We may be six degrees of separation from anyone else in the world, but only only degree of separation from Big Brother wearing the mask of Facebook.
Facebook is walking a fine line as much of their market value will go up in smoke if they lose user trust. It is for this reason that several years back they put new changes in the site to a vote in which 30% of their then user base (or 60 million users) had to approve the changes.
This loss of privacy is more concerning, considering just how many people this affects and how widely users use Facebook to post pictures, posts, links, and friendship patterns that reveal lots about themselves that they probably wouldn’t feel comfortable posting to the world.
Fortune magazine notes how Facebook dramatically shrunk the amount of time to reach 150 million users or sell 150 million units. Phones took 89 years, televisions took 38, cellphones took 14, iPods took 7 years and Facebook took only 5. [Fortune doesn’t focus on the fact that the population is larger now so getting to 150 million users or units is easier and that Facebook is aided by the fact that it is free, but Facebook’s growth was impressive nonetheless.]
In 2009, Facebookers spent 169 minutes a month on average (or almost 3 hours) on the site and this increased rapidly. Fortune doesn’t present a graphic but I assume that there is a group of manic Facebook users that spend 3-5 hours a day on the site or more and some users who use it very rarely. Facebook acknowledged several years back that less than 10% of users, although still a sizable 15 million folks, do update their status every day (and this is up almost 400% from 2010 while over the same period the number of users was up only 75%, so the growth wasn’t just coming from more users ).
Zuckerberg’s vision is to have Facebook be a “social utility” where “one day everyone would be able to use it to locate people on the web “ David Pogue has an interesting story showing how this is starting to come true: a woman who found a wallet in a NY cab was able to track the wallet’s owner down on Facebook when she couldn’t through 411. But equally the reality is that it can and is being used not just to locate people on the web, but to sell everything about them to others.
Read other posts about the social implications of Facebook.

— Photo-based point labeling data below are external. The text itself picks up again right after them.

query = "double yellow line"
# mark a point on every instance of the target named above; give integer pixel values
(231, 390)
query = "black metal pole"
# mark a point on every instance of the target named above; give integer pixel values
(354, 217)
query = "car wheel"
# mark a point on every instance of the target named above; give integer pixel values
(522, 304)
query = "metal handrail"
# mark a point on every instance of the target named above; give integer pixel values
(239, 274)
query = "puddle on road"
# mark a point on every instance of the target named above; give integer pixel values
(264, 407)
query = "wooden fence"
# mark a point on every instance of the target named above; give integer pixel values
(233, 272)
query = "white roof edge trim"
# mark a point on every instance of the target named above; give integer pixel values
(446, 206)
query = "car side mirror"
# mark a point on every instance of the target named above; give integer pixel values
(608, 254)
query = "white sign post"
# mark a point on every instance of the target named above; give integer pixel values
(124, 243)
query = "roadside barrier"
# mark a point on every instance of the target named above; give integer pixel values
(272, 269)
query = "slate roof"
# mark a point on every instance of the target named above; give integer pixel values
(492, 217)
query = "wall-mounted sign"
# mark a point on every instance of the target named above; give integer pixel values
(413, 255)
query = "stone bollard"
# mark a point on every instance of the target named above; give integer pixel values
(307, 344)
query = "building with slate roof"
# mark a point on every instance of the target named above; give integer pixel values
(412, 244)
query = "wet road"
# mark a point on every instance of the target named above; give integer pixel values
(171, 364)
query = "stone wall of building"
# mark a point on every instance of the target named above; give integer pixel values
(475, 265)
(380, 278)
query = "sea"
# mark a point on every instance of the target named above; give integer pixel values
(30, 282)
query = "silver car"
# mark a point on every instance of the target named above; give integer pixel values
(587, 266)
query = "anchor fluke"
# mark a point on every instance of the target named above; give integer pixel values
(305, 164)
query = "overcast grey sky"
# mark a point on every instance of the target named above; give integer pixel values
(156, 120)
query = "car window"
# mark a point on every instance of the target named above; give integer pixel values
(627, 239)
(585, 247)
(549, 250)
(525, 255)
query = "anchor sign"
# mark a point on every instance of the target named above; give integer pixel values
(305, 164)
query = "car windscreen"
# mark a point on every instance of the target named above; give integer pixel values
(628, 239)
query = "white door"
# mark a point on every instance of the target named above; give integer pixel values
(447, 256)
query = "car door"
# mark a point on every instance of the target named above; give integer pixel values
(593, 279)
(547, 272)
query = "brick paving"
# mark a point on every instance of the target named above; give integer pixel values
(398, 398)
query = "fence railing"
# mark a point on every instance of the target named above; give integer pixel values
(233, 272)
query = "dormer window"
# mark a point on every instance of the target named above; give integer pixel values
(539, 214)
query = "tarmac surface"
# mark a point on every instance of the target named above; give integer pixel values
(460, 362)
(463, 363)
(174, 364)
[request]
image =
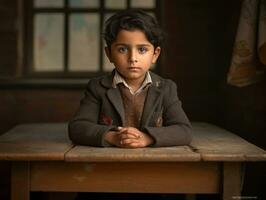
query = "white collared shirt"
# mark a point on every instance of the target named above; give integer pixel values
(119, 79)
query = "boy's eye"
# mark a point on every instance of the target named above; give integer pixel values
(143, 50)
(122, 49)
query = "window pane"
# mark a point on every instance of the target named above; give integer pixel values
(84, 42)
(107, 66)
(84, 3)
(48, 42)
(116, 4)
(142, 3)
(48, 3)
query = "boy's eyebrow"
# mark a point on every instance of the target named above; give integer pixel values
(124, 44)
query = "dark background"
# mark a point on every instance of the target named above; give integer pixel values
(196, 55)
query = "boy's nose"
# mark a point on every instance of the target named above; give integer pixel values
(133, 57)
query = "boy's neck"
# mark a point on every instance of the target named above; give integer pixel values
(135, 84)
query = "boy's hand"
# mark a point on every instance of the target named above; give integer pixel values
(128, 137)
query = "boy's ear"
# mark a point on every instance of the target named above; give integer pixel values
(156, 54)
(108, 54)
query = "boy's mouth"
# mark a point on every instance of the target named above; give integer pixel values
(134, 68)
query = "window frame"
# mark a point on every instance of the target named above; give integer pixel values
(28, 70)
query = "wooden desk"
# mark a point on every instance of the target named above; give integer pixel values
(43, 159)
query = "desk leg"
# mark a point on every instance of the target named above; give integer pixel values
(20, 181)
(233, 177)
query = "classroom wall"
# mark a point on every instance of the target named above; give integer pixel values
(199, 42)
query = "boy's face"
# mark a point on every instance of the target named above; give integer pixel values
(132, 55)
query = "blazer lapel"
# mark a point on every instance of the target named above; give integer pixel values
(150, 103)
(115, 97)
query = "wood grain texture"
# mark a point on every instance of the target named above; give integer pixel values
(20, 179)
(217, 144)
(35, 142)
(166, 177)
(233, 178)
(113, 154)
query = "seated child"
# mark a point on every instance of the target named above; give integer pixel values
(131, 107)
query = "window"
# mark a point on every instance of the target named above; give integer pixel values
(63, 37)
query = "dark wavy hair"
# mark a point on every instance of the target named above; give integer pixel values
(132, 20)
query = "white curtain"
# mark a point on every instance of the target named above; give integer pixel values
(248, 62)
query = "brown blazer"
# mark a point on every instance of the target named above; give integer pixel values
(102, 109)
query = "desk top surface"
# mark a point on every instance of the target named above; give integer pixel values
(50, 142)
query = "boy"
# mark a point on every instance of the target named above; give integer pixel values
(132, 107)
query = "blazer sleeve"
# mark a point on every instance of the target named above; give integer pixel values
(84, 129)
(176, 128)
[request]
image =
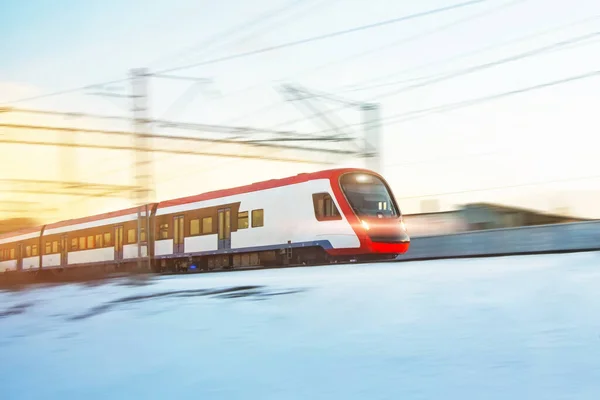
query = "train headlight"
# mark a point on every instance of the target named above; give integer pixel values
(365, 225)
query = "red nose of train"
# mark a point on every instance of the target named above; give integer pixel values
(386, 235)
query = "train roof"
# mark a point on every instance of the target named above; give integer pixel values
(20, 232)
(263, 185)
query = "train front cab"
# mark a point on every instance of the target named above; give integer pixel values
(377, 216)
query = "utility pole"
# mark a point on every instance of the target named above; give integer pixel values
(372, 131)
(370, 146)
(142, 166)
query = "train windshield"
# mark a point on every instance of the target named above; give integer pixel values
(368, 196)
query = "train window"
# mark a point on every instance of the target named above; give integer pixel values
(207, 225)
(164, 231)
(368, 196)
(325, 208)
(107, 239)
(258, 218)
(243, 220)
(194, 227)
(131, 236)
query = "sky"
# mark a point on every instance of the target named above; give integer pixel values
(453, 157)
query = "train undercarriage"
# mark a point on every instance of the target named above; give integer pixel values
(289, 257)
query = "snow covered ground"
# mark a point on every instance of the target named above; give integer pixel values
(503, 328)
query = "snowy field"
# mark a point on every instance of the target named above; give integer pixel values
(503, 328)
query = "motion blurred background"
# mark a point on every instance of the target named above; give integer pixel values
(480, 114)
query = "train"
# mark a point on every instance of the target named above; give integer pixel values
(329, 216)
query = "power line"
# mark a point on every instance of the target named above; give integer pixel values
(401, 41)
(357, 87)
(469, 70)
(275, 47)
(325, 36)
(465, 71)
(467, 103)
(484, 49)
(216, 38)
(428, 79)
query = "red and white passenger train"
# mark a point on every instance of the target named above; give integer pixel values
(327, 216)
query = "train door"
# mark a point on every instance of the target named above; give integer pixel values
(224, 228)
(118, 242)
(64, 251)
(19, 256)
(178, 234)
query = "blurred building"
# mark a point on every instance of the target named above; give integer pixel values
(478, 216)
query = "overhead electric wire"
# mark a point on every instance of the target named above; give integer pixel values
(484, 49)
(467, 103)
(462, 72)
(272, 48)
(399, 42)
(480, 67)
(218, 37)
(357, 87)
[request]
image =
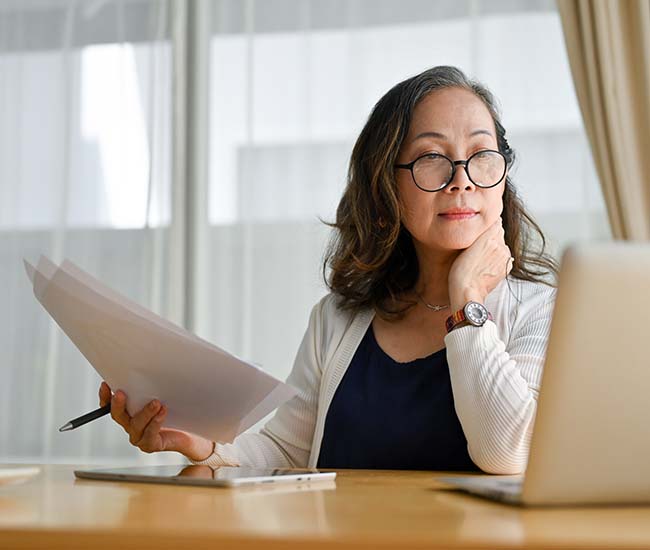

See New York Magazine’s, “Do You Own Facebook? Or Does Facebook Own You?” (4/5/09) (describing how Julius Harper’s group on Facebook, protesting Facebook’s privacy policies, swelled to almost 150,000 members
Read the interesting Fortune Cover Story, “How Facebook is Taking Over Our Lives” by Jessi Hempel (3/2/09)
“Facebook Is Using You” (Lori Andrews Op-Ed, NYT, 2/4/12) that notes that information revealed on Facebook can hurt you down the road in mortgage applications, job interviews, etc.
Read Lori Andrews’ I Know Who You Are and I Saw What You Did: Social Networks and the Death of Privacy (2012). [NYT review of book here.]
Read “Selling You on Facebook” (WSJ, 4/8/12 by Julia Angwin and Jeremy Singer-Vine)
And if you want to laugh about it, see the Onion’s satire “Mark Zuckerberg Is a CIA Agent “. Laughing aside, the CIA has purchased a stake in Q-Tel and Visible Technologies to actually listen in on social media (including YouTube, blogs, tweets, etc.) and the CIA has admitted to using social media software in recruiting operatives.
Obama Information Czar and Nudge co-author Cass Sunstein suggested in a 2008 paper “Conspiracy Theories” with co-author Adrian Vermeule that government might “cognitively infiltrate” social networks to help unveil conspiracy theorists and change their minds.